Idos
Viu um porta-retrato nu, despido de rosto ou corpo, escondido numa caixa de lembranças, e umas fotos cicatrizadas pelo corte da tesoura, exibia uma imagem solitária. Virou tudo sobre o assoalho, uma bailarina sem pernas saltou, e uma caixa de música muda, abriu.
Um par de aliança chamou sua a atenção, lembrou das algemas. Ganhou quando jurou na capela, anos de servidão; o amor não precisa de um contrato com testemunhas, cláusulas prefixadas e e sanções; isso é prestação de serviço.

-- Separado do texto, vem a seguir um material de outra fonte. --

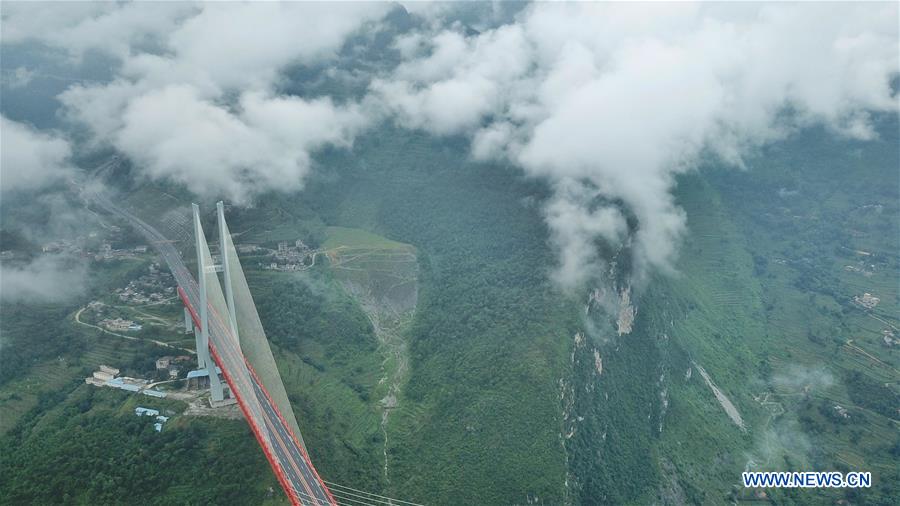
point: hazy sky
(606, 101)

A união que imaginara era dos contos de fadas; não que fosse uma Cinderela, mas o ser amado não precisava ser um cachorro, vira-lata, em busca de qualquer cadela no cio. Sentiu uma tristeza, um asco, e os olhos ficaram dengosos.
Aproveitou o clima e resolveu fazer uma boa faxina. Do guarda-roupa, expulsou o vestido branco, o véu, a grinalda e o terno fora de moda. Da cômoda, baniu a enfermeira, a policial, a babá e a professora; não extrapolaram as expectativas.
E da parede, tirou as impressões visuais; os enfeites e adereços estavam sobrando. Não fazia sentido prender as memórias, agarrar-se às sobras e respirar migalhas. Colocou tudo no porão, em caixas lacradas; enterrou seus mortos.